Preparing for opening day: Backpack distribution draws big crowds  

  • The line of parents and children waiting to participate in Thursday’s Valuing Our Children-Patch Parents’ Council backpack distribution stretched for most of a block from the Athol Credit Union office down Main Street.  —Greg Vine

  • The lobby of the Athol Credit Union was buzzing with activity during the Valuing Our Children-Patch Parents’ Council backpack distribution. Greg Vine

  • Parents and children file into the lobby of the Athol Credit Union where backpacks and school supplies were handed out. Greg Vine

For the Athol Daily News
Published: 8/16/2019 9:50:23 PM
Modified: 8/16/2019 9:50:16 PM

ATHOL – There was no mistaking where the 18th Annual Valuing Our Children-Patch Parents’ Council backpack distribution was taking place Thursday morning. No one driving through downtown Athol could miss the line of kids and parents stretching from the Athol Credit Union for nearly a full block down Main Street.

Backpacks full of school supplies were distributed to local students in grades Kindergarten through 12.

Path Family Advocate Kelly Flaherty, who started in her position in November, was in charge of organizing the event.

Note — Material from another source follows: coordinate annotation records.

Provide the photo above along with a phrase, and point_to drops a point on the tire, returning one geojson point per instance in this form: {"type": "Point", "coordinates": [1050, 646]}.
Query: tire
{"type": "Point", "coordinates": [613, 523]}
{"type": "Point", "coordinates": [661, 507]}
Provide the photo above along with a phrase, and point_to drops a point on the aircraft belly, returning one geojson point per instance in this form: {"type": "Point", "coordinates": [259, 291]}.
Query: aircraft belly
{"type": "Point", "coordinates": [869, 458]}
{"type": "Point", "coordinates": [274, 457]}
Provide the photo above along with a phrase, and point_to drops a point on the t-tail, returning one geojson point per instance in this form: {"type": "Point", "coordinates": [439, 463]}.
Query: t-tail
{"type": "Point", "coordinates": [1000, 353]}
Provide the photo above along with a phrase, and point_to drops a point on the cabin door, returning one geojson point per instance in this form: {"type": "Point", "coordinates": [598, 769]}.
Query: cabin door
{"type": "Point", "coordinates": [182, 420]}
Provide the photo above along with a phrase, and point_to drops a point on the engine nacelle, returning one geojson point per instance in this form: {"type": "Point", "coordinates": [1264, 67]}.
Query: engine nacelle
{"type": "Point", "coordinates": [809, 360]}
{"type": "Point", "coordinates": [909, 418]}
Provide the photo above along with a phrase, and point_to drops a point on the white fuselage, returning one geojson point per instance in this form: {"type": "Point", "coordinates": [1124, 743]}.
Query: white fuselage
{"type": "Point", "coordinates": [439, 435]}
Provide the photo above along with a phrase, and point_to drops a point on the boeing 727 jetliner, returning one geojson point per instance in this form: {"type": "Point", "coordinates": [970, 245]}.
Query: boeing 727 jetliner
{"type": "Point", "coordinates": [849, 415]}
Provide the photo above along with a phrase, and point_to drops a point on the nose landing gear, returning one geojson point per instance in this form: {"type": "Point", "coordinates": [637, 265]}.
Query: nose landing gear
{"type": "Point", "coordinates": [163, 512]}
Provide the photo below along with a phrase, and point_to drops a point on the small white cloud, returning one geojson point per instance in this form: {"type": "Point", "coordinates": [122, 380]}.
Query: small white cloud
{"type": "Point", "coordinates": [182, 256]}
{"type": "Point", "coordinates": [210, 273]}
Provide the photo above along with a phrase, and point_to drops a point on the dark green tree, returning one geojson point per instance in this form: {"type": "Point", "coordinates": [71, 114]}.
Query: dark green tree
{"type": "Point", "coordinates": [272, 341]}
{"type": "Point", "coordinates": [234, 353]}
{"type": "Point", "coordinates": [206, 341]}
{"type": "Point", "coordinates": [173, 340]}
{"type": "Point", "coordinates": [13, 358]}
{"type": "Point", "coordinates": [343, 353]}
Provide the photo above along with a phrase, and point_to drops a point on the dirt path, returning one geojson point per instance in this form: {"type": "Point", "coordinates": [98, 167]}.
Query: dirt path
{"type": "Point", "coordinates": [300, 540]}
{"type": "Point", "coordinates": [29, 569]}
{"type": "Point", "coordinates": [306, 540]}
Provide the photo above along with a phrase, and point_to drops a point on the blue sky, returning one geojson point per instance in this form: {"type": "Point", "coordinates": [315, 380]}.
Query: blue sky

“This was my first year doing this,” she said. “We rely heavily on donations from the town. We’ve gotten donations from – I can’t even name them all, and I don’t want to forget anyone. We partner with the Salvation Army, who pays for have the bags that we buy. We also did a drive this year at Walmart where people made donations.”

Flaherty said Patch makes accommodations to supply about 500 children.

“By the time we’re done,” she said, “whatever is left over, we fill the backpacks and give them out at the school openings. Some parents couldn’t make it today. So, if they let us know we give them whatever we have left over. If people call me and we have the supplies, I set up a time with them and give it to them. So, we base in about 500, 550.”

In addition to the Salvation Army, Flaherty also credited Athol Credit Union and several other organizations.

“Every year, Athol Credit Union gives us a space, and buys us a bunch of supplies, and hands out snacks for the kids,” she said. “The Junior Pioneer Women’s Club gave us a lot – about 100 backpacks and supplies. The Franklin County Cyclists gave us some supplies. D’Ambosio Eye Care and Heywood Hospital gave us some supplies. It’s tough to name them all.”

Flaherty said planning for the August event starts early in the year.

“We start sending out letters in March to people who have donated in the past,” she explained, “and just spreading the word and asking for donations.”

A delay in the distribution didn’t seem to dampen enthusiasm for the program.

“There was a mix-up,” said Flaherty. “We had to push it back a couple of days because the bags did not arrive in time. So, that was a little stressful. But the community was really good about it. We got the word out. I had a few phone calls Tuesday, but we had signs up in the window and (on social media). If people said to me ‘I can’t make it on Thursday,’ I will arrange with them to come at a different time and pick up a bag.”

Flaherty said 40 or more volunteers work to make the backpack distribution possible. Two sessions were held Thursday, one from 10 a.m. to noon and another from 1 to 3 p.m.

Said one mother, who asked not to be identified, “This is a great thing they do for the kids, and really helps families whose budgets may be a little stretched. It really is appreciated.”

All Athol schools open for the new year on Wednesday, Aug. 28.